Some points to remember: Statistics is a tool—more precisely, a collection of tools. Creative researchers know a lot of facts and have hunches and ideas; they may seek interaction with a compatible statistician to help sort things out, and that is where the tools come in. Which ones are actually used may not matter so much in the end. On occasion, the statistician's real contribution may not even involve formal analysis. A mind trained in mathematics views problems from a special perspective, which in itself may trigger insight for the scientist immersed in the material. Other situations require structured research designs with specification of proposed methods of analysis. These include cooperative studies, such as large multinational clinical trials involving hundreds of investigators. But in any case and even in the most masterful hands, statistics can be no better than the quality of the underlying science.
THE FUTURE OF STATISTICS. The explosive growth of information technology, with its capacity to generate data globally at a fast pace and in great volume, presents the statistical profession with unprecedented opportunity and challenge. The question is not that of either/or, of theory versus practice, but of perspective and balance: Continue exploration on every front, but make what is established widely available. Apply what is known, and do it well. Make sure that wherever statistics is potentially useful, it is at hand.

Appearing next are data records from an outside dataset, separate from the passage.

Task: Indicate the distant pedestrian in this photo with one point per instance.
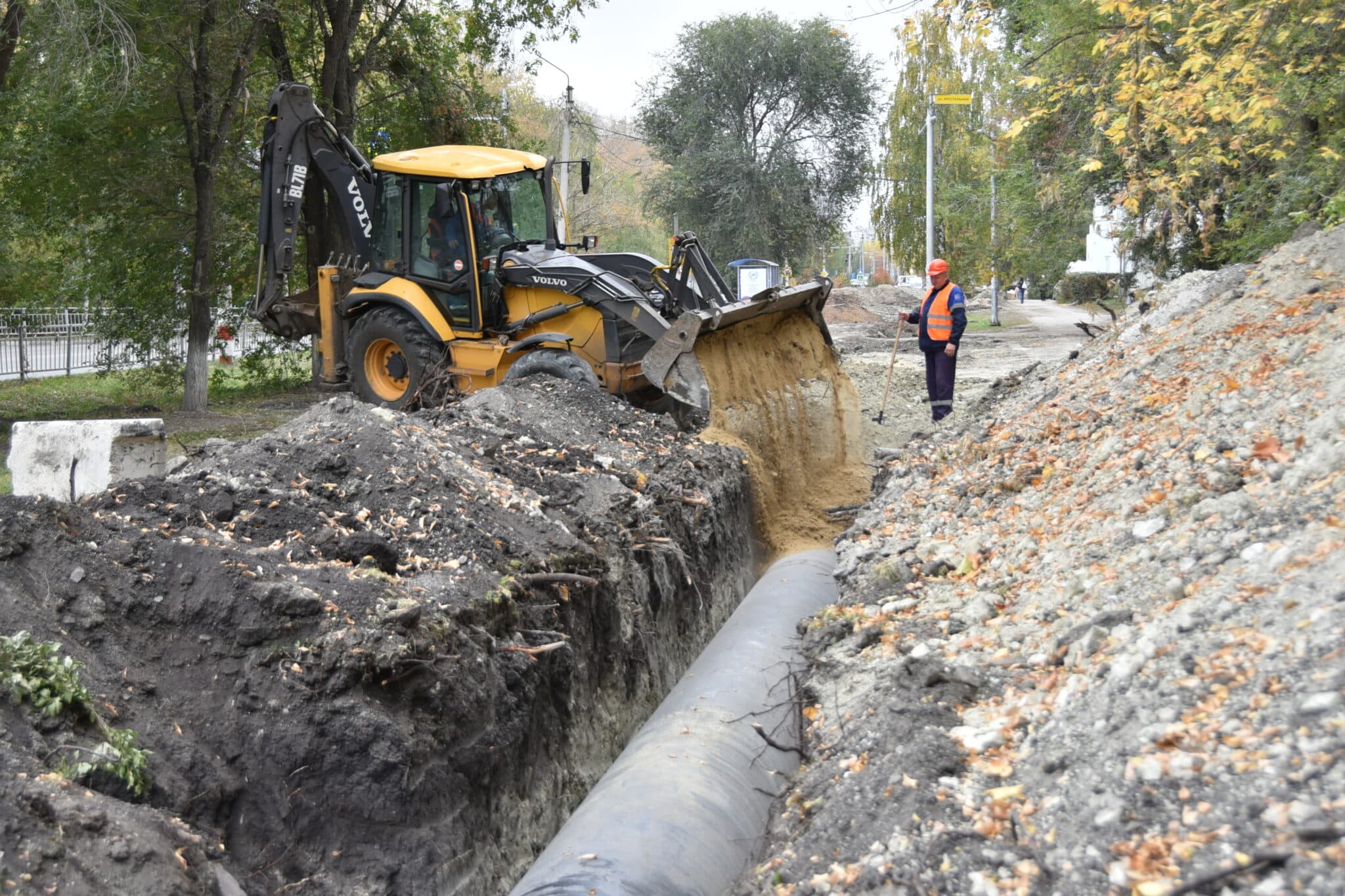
(942, 317)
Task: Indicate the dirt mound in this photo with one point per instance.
(369, 652)
(779, 394)
(1091, 643)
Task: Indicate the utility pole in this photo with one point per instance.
(994, 257)
(565, 146)
(935, 100)
(562, 224)
(929, 187)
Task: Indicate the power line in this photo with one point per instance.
(881, 12)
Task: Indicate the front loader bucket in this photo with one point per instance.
(671, 364)
(772, 387)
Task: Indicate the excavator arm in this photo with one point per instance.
(298, 142)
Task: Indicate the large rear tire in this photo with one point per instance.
(389, 354)
(553, 362)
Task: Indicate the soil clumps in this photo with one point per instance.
(1091, 641)
(369, 652)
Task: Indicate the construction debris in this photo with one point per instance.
(1093, 641)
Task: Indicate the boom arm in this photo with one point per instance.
(298, 141)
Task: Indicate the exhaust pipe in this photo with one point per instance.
(684, 809)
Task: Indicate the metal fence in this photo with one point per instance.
(54, 341)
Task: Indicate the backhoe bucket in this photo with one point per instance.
(671, 364)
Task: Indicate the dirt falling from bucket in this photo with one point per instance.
(778, 393)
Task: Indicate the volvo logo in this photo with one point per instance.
(358, 203)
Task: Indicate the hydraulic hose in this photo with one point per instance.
(684, 809)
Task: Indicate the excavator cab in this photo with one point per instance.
(459, 274)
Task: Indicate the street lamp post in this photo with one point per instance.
(929, 187)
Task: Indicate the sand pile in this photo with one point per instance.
(780, 395)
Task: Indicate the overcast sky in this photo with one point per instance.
(622, 41)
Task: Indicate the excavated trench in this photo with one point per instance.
(382, 653)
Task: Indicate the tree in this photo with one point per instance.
(1042, 221)
(762, 125)
(1218, 125)
(209, 93)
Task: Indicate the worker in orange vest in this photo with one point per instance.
(942, 317)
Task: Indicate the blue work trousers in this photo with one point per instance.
(940, 371)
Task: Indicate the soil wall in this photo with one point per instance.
(370, 652)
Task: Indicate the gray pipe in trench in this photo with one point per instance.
(684, 809)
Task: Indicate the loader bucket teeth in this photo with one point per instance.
(671, 364)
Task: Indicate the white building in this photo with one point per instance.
(1103, 245)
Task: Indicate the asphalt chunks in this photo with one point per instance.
(779, 394)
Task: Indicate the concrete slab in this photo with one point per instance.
(68, 459)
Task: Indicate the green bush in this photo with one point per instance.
(35, 672)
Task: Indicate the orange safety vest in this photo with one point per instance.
(938, 320)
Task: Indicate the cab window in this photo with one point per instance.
(506, 210)
(387, 226)
(440, 254)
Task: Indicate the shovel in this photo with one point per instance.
(891, 363)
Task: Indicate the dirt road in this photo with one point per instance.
(865, 322)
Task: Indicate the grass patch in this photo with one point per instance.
(238, 406)
(38, 675)
(978, 322)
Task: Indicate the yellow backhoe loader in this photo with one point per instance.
(459, 269)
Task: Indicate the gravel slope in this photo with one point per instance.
(1091, 644)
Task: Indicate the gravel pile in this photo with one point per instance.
(1093, 643)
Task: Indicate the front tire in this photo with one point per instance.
(553, 362)
(389, 354)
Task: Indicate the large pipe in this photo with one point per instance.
(684, 809)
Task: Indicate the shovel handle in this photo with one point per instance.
(891, 363)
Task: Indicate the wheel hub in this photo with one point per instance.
(386, 370)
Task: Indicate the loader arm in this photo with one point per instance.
(298, 142)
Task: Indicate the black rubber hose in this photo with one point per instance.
(684, 809)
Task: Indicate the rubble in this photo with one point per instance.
(1157, 530)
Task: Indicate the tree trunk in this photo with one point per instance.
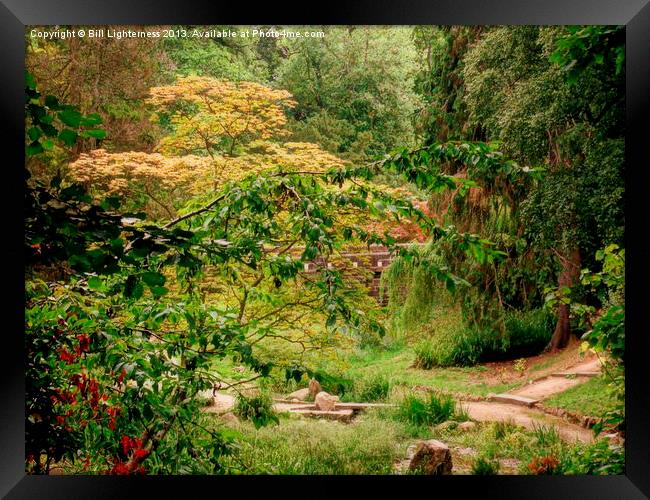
(568, 278)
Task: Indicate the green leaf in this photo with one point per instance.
(34, 133)
(97, 133)
(29, 80)
(71, 117)
(157, 291)
(91, 120)
(152, 278)
(52, 102)
(95, 283)
(34, 148)
(69, 137)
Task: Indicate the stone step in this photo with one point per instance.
(342, 415)
(513, 399)
(362, 406)
(575, 374)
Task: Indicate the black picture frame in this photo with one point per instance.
(634, 14)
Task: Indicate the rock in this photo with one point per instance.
(465, 451)
(410, 451)
(314, 387)
(467, 426)
(300, 394)
(432, 457)
(614, 439)
(325, 401)
(448, 425)
(230, 417)
(207, 396)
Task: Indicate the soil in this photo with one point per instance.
(540, 366)
(530, 418)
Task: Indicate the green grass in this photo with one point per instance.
(593, 398)
(372, 443)
(396, 367)
(306, 446)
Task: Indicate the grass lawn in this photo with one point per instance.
(593, 398)
(375, 441)
(396, 367)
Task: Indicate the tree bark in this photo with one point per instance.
(568, 278)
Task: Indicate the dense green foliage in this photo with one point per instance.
(188, 203)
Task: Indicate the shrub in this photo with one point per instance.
(333, 382)
(258, 409)
(425, 357)
(599, 457)
(545, 465)
(528, 332)
(375, 389)
(485, 467)
(434, 410)
(502, 429)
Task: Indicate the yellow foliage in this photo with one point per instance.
(217, 115)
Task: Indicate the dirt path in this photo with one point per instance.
(560, 382)
(487, 411)
(495, 411)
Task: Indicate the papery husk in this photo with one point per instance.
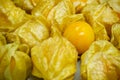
(60, 11)
(14, 64)
(11, 17)
(55, 58)
(33, 32)
(2, 40)
(115, 4)
(115, 37)
(24, 4)
(102, 14)
(100, 62)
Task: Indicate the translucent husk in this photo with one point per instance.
(33, 32)
(55, 58)
(100, 62)
(15, 64)
(11, 17)
(115, 37)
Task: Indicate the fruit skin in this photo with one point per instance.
(80, 34)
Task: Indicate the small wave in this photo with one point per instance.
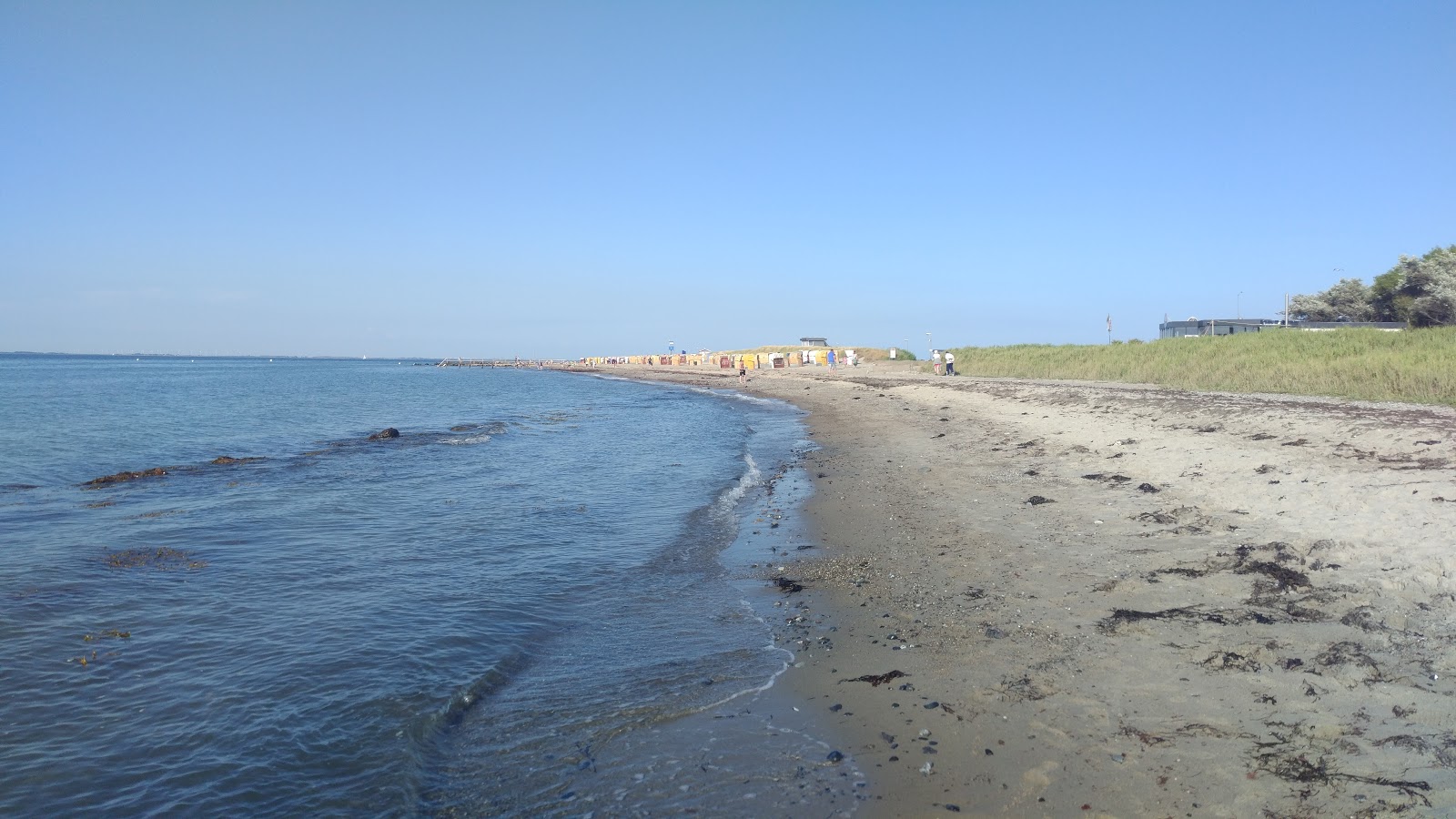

A promising development here is the Cochrane Collaboration, founded in 1993, an independent international organization dedicated to making accurate, upto-date information about health care interventions readily available around the globe (Cochrane Collaboration). The organization promotes the search for evidence in the form of randomized clinical trials and provides ongoing summary analyses. By late 2004 there were twelve Cochrane centers worldwide, functioning in six languages, serving as reference centers for 192 nations, and coordinating the work of thousands of investigators. Such a vast undertaking must use objective criteria and uniform statistical methods that can be precisely communicated. That is the strength of the standard frequency approach.
In the realm of theoretical advances, some economic constraints may be cause for concern. Young graduates in academic positions, often struggling in isolation while carrying heavy teaching loads, are under great pressure to produce publications, any publications, to attain job security and professional advancement. This may not be the wisest use of their intellectual potential. A man of wit, Tukey would say that one should do theory only if it is going to be immortal. By contrast, those in a practical setting, such as a large biostatistics department, have to cope with the endless flow of data to be analyzed, under the constant pressure of immutable deadlines. The loss of major research grants may put many jobs in jeopardy, including their own. There should be other, readily available and steady sources of support that provide time for reflection, to find and explore areas of interest that seem to offer promise down the road. Such a path should include attention to what is happening in philosophy and close involvement with a field of cutting-edge empirical research. The great founders of statistics were widely read, hands-on scientists.
Application of Statistics
In the last decades of the twentieth century statistics continued its vigorous growth into a strong presence not only in the sciences but also in political and social affairs. Its enormous range of applications, with specialized methodology for diverse disciplines, is reflected in the thirteen-volume Encyclopedia of Statistical Sciences, published between 1982 and 1999 (Kotz, Johnson, and Read). The term statistical science refers to statistical theory and its applications to the natural and social sciences and to science-based technology. The best general advice in the application of statistics is to proceed with care and suspend hasty judgment. This is illustrated by a case study of the diffusion of neonatal technology.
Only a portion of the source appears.